According to NRDC, sonar can cause bleeding around the brain, ears and other tissues and large bubbles in the organs of affected whales. The symptoms are similar to "the bends", a condition experienced by divers when they surface too quickly, and scientists believe that sonar blasts can alter dive patterns in whales causing debilitating and even fatal injuries. NRDC has been battling to have the use of sonar regulated in order to protect whales and similar species, and in 2008, a case filed by NRDC against the U.S. Navy was heard by the U.S. Supreme Court.

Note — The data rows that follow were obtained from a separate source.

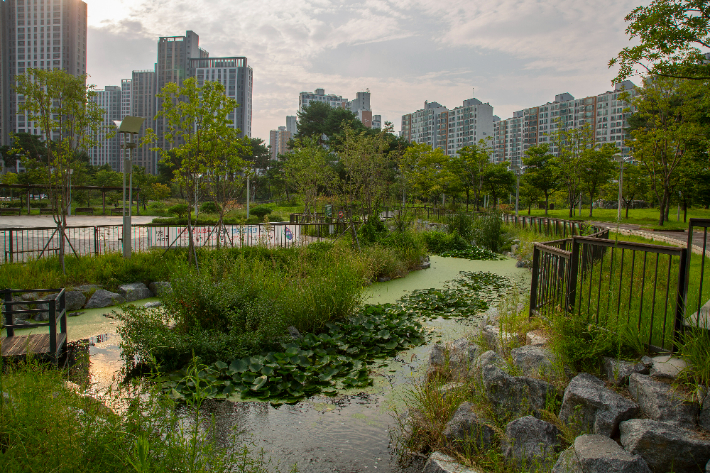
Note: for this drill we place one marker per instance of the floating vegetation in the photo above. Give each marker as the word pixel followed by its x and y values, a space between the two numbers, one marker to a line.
pixel 339 358
pixel 472 253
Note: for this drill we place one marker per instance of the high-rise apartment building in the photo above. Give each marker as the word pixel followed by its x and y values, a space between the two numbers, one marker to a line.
pixel 605 113
pixel 43 34
pixel 107 150
pixel 237 78
pixel 278 141
pixel 449 130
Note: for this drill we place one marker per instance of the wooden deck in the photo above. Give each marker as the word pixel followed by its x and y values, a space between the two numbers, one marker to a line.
pixel 35 344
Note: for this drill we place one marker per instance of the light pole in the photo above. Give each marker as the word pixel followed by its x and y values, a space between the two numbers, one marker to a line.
pixel 128 128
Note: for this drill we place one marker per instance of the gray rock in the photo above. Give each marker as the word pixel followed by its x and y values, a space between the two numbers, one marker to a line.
pixel 467 428
pixel 531 443
pixel 618 371
pixel 704 417
pixel 294 333
pixel 440 463
pixel 516 395
pixel 159 288
pixel 598 454
pixel 74 300
pixel 588 404
pixel 665 447
pixel 533 361
pixel 134 291
pixel 658 401
pixel 667 367
pixel 103 298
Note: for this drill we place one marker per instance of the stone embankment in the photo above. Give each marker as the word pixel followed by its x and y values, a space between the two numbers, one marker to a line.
pixel 634 421
pixel 89 297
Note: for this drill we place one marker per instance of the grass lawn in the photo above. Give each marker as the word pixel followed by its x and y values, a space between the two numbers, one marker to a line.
pixel 647 218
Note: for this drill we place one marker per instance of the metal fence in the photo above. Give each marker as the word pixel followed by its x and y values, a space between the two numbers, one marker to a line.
pixel 23 244
pixel 651 293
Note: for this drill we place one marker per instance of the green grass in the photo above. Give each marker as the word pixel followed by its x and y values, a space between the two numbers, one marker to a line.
pixel 646 218
pixel 45 425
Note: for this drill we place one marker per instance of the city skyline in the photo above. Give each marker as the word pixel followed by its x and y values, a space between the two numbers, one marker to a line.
pixel 515 54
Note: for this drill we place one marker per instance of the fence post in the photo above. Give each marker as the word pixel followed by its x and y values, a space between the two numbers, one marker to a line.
pixel 571 289
pixel 534 282
pixel 680 298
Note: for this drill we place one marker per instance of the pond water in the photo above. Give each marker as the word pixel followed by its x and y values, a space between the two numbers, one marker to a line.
pixel 346 433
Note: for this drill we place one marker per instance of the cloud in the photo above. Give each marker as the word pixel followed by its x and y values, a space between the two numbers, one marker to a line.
pixel 516 53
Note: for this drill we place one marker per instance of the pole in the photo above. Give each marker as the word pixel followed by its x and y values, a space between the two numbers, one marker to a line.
pixel 621 183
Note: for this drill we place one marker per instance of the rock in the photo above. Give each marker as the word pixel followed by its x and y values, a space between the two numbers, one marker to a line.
pixel 598 454
pixel 531 442
pixel 516 395
pixel 159 288
pixel 704 417
pixel 496 339
pixel 594 408
pixel 536 338
pixel 440 463
pixel 134 291
pixel 103 298
pixel 294 333
pixel 469 429
pixel 658 401
pixel 74 300
pixel 665 447
pixel 618 372
pixel 533 361
pixel 667 367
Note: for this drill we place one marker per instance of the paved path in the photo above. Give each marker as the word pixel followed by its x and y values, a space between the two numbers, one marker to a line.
pixel 29 221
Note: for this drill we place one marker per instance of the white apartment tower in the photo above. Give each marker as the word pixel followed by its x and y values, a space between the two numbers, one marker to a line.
pixel 43 34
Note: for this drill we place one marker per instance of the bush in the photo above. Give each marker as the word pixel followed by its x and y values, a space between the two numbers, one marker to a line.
pixel 209 208
pixel 259 212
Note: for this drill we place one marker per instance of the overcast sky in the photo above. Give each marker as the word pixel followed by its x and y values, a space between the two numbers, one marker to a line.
pixel 514 53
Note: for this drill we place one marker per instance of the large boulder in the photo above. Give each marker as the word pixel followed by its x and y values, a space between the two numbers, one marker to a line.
pixel 515 395
pixel 534 360
pixel 74 300
pixel 103 298
pixel 618 371
pixel 531 443
pixel 665 447
pixel 134 291
pixel 598 454
pixel 468 429
pixel 659 401
pixel 159 288
pixel 594 408
pixel 440 463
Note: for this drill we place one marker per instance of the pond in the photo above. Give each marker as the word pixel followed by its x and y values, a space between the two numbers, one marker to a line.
pixel 346 433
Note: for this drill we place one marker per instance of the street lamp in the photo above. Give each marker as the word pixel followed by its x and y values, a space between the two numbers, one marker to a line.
pixel 128 128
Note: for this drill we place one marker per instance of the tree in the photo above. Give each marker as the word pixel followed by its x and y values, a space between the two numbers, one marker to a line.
pixel 571 143
pixel 308 170
pixel 60 105
pixel 203 146
pixel 498 181
pixel 596 168
pixel 469 166
pixel 672 35
pixel 665 131
pixel 540 171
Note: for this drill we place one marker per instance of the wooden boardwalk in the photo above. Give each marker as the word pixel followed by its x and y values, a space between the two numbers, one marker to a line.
pixel 35 344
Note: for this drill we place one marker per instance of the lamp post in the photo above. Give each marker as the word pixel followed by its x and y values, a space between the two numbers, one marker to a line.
pixel 128 128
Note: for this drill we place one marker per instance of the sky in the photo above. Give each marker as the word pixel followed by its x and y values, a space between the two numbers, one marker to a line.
pixel 512 54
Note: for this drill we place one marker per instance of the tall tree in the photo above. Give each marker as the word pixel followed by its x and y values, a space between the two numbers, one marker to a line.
pixel 665 130
pixel 60 105
pixel 672 37
pixel 540 171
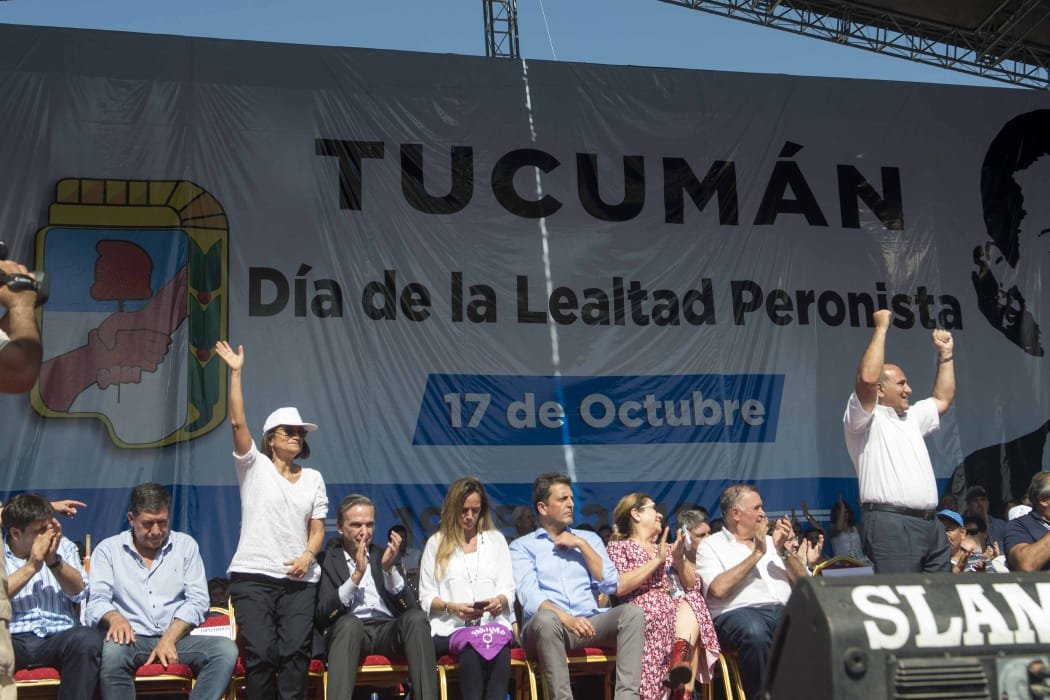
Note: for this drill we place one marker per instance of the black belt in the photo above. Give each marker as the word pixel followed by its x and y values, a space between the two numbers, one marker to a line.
pixel 900 510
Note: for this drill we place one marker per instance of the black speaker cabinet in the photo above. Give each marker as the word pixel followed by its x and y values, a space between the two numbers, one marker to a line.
pixel 910 636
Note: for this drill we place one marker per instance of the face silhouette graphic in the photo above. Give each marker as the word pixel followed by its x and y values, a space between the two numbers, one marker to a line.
pixel 1010 264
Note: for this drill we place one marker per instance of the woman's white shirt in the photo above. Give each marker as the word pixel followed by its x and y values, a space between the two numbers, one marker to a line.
pixel 467 577
pixel 275 516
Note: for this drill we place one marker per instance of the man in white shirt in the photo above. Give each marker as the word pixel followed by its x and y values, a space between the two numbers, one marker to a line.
pixel 363 606
pixel 747 576
pixel 884 437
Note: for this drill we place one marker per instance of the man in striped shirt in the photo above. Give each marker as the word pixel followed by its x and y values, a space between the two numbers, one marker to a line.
pixel 45 579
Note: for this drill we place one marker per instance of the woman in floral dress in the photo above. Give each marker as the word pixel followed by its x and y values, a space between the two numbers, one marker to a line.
pixel 641 553
pixel 695 523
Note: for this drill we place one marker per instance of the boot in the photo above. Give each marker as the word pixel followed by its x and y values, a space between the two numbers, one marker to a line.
pixel 678 670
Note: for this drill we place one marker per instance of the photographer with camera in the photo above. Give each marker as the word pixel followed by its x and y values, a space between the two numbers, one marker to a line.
pixel 20 349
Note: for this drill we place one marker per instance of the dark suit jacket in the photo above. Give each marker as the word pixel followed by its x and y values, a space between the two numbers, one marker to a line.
pixel 335 572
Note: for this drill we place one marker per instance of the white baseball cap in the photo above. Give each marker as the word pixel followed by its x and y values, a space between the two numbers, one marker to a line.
pixel 287 416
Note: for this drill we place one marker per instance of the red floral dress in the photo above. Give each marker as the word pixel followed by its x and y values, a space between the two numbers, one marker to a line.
pixel 708 637
pixel 654 599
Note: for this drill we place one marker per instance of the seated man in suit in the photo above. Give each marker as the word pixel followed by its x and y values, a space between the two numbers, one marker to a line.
pixel 148 591
pixel 363 606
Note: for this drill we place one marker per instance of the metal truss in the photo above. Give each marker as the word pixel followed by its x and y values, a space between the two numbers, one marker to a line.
pixel 501 28
pixel 995 49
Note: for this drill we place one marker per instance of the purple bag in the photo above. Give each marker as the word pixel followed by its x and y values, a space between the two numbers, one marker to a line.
pixel 486 639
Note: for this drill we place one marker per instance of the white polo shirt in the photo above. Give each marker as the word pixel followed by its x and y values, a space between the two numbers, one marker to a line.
pixel 765 585
pixel 889 452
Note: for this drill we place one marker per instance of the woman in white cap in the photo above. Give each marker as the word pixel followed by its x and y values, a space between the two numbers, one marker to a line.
pixel 274 572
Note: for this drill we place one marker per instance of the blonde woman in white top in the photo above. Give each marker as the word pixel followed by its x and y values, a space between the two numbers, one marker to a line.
pixel 274 572
pixel 465 579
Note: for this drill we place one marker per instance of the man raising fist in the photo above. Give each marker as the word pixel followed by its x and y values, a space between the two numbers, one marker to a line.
pixel 885 439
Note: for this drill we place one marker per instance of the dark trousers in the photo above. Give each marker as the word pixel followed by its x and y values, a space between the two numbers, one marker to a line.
pixel 350 639
pixel 275 617
pixel 899 544
pixel 750 631
pixel 479 679
pixel 74 652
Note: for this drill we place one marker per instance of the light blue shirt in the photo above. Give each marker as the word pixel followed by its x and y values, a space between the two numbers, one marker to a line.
pixel 545 572
pixel 41 608
pixel 149 598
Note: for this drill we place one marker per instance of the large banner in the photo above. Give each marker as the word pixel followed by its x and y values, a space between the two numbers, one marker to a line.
pixel 652 279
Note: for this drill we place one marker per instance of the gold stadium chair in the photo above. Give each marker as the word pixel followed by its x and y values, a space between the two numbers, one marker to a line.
pixel 316 673
pixel 728 674
pixel 40 682
pixel 522 678
pixel 588 661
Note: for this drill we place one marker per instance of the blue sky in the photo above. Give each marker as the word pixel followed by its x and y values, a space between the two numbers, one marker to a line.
pixel 622 32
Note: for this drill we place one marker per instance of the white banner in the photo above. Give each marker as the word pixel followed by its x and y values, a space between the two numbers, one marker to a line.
pixel 657 279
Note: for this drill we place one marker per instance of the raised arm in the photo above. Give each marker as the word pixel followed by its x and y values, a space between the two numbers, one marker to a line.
pixel 20 357
pixel 242 436
pixel 869 370
pixel 944 382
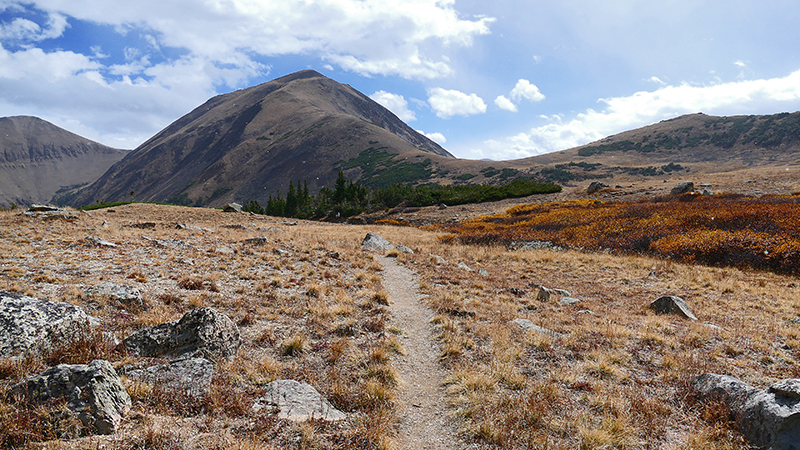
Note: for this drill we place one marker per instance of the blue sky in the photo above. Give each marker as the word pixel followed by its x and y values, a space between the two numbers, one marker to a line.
pixel 486 79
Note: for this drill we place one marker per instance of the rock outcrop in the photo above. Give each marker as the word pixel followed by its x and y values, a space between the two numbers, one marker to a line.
pixel 202 332
pixel 191 376
pixel 670 304
pixel 768 418
pixel 128 296
pixel 31 324
pixel 297 402
pixel 376 243
pixel 93 392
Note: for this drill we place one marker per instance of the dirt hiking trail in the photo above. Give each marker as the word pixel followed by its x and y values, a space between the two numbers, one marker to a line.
pixel 424 423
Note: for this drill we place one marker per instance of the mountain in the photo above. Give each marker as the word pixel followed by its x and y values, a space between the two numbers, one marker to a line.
pixel 37 159
pixel 696 143
pixel 250 143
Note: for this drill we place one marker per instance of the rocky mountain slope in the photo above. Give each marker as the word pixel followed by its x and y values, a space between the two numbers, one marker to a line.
pixel 37 159
pixel 251 143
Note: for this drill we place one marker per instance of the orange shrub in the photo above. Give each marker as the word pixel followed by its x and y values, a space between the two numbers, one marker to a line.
pixel 762 233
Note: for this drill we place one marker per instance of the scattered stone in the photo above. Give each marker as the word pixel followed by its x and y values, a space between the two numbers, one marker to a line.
pixel 567 301
pixel 683 188
pixel 459 312
pixel 126 295
pixel 232 207
pixel 596 186
pixel 91 240
pixel 526 325
pixel 438 259
pixel 142 226
pixel 191 376
pixel 768 418
pixel 404 249
pixel 28 324
pixel 671 304
pixel 376 243
pixel 533 245
pixel 297 402
pixel 202 332
pixel 176 244
pixel 258 240
pixel 93 392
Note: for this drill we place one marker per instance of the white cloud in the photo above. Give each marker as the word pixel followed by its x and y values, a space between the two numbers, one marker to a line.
pixel 370 37
pixel 504 103
pixel 448 103
pixel 647 107
pixel 395 103
pixel 525 90
pixel 435 137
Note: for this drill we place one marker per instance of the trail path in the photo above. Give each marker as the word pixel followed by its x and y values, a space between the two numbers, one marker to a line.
pixel 424 423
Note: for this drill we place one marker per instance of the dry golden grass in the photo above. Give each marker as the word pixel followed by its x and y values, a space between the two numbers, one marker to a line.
pixel 311 307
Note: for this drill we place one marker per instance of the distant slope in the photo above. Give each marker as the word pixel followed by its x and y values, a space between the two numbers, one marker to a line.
pixel 248 144
pixel 698 143
pixel 38 158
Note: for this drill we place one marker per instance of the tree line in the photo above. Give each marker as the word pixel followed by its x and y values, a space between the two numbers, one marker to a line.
pixel 348 198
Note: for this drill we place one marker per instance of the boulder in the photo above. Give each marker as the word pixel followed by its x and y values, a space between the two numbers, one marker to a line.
pixel 202 332
pixel 376 243
pixel 671 304
pixel 683 188
pixel 526 325
pixel 596 186
pixel 232 207
pixel 191 376
pixel 297 402
pixel 28 324
pixel 93 392
pixel 768 418
pixel 129 296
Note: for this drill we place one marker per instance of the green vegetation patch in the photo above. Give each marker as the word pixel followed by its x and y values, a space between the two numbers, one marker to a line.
pixel 380 169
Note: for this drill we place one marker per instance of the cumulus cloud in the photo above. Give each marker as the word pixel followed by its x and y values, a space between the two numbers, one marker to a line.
pixel 395 103
pixel 503 102
pixel 448 103
pixel 646 107
pixel 435 137
pixel 525 90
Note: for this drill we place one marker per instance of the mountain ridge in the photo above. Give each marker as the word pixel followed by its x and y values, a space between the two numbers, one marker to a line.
pixel 38 159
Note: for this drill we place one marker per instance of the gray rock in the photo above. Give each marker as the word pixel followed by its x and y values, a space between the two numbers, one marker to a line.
pixel 91 240
pixel 202 332
pixel 567 301
pixel 297 402
pixel 768 418
pixel 596 186
pixel 191 376
pixel 671 304
pixel 127 295
pixel 526 325
pixel 683 188
pixel 232 207
pixel 438 259
pixel 176 244
pixel 28 324
pixel 258 240
pixel 93 392
pixel 376 243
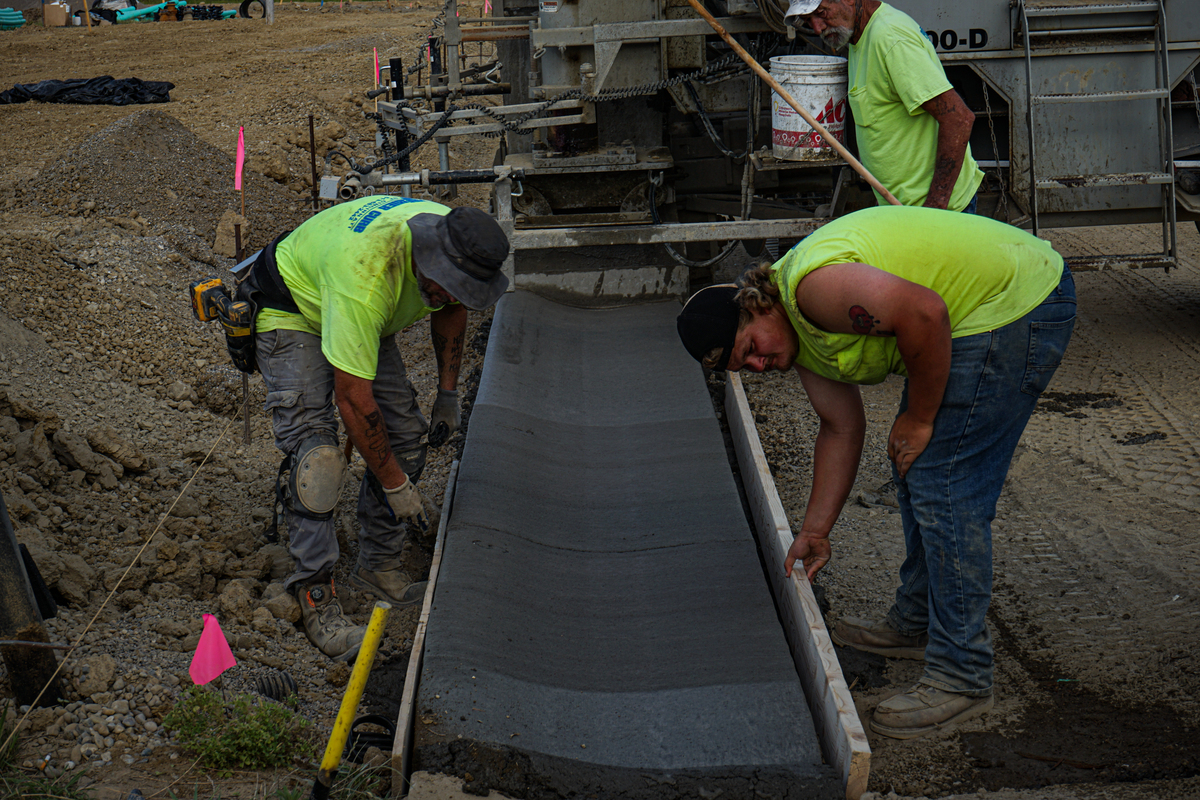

In the Pacific northwest, environmental groups from Washington and British Columbia have already been campaigning for a ban on sonar use in inland waters around Puget Sound, Georgia Strait and the Strait of Juan de Fuca due to the effect on whale behavior. There have been several unfortunate incidents already attributed to the effects of sonar, including the death of one three-year-old female Orca which died from unusual trauma and was washed ashore in Long Beach.

Recent scientific studies tests on blue whale groups in the area used low-level sonar to see how whales reacted, and the results indicated that the cetaceans avoided the sounds and shunned their usual feeding grounds. This seemed to confirm findings from earlier studies which illustrated that military-style sonar blips used in underwater navigation, object-detection and communication could distort whale songs, alter their feeding habits and could sometimes damage their hearing. The researchers issued the following statement from the study:

“Our results suggest that frequent exposures to mid-frequency anthropogenic sounds may pose significant risks to the recovery rates of endangered blue whale populations, which unlike other baleen whale populations (i.e. humpback, grey and fin whales), have not shown signs of recovery off the western coast of North America in the last 20 years.”

In its latest environmental impact statement, the Navy admits that the sonar exercises planned for 2014-2018 may unintentionally "harm marine mammals 2.8 million times over five years," but the only precautionary measures it has agreed to take is to post look-outs onboard ships to spot whales, a measure which has been deemed to be woefully inadequate.

Heather Trim, Director of Policy for People for Puget Sound said that the Navy should use listening devices to ensure that no cetaceans are in danger zones, and that whale sanctuaries, birthing nurseries, and whale migration paths should be off-limits to sonar testing.

"Visual detection can miss anywhere from 25 to 95 percent of the marine mammals in an area," she said.

In other areas, marine life is being similarly affected by seismic testing, a method of determining potential oil and gas reserves which employs airguns using compressed air to generate intense pulses of sound, 100,000 times more intense than jet engines. The blasts from the airguns, which go off every ten seconds, for 24 hours a day, for many weeks at a time, penetrate right down through the ocean floor then back to the surface, supplying information about the location of buried oil and gas deposits. Research has shown that the resulting damage to marine life is extensive.
If governments do not take action to preserve our sea life, there is a serious risk of some species dying out. Bruce Stedman, head of the Orca Relief Citizens’ Alliance, is very worried about statistics issued by the Center for Whale Research and NOAA which illustrate that the number of reproductive-age males has dropped 26 percent since 2009, leaving just 14 surviving reproductive age male orcas.

"Slowly but surely, they would go extinct," Stedman said. "That’s the worry."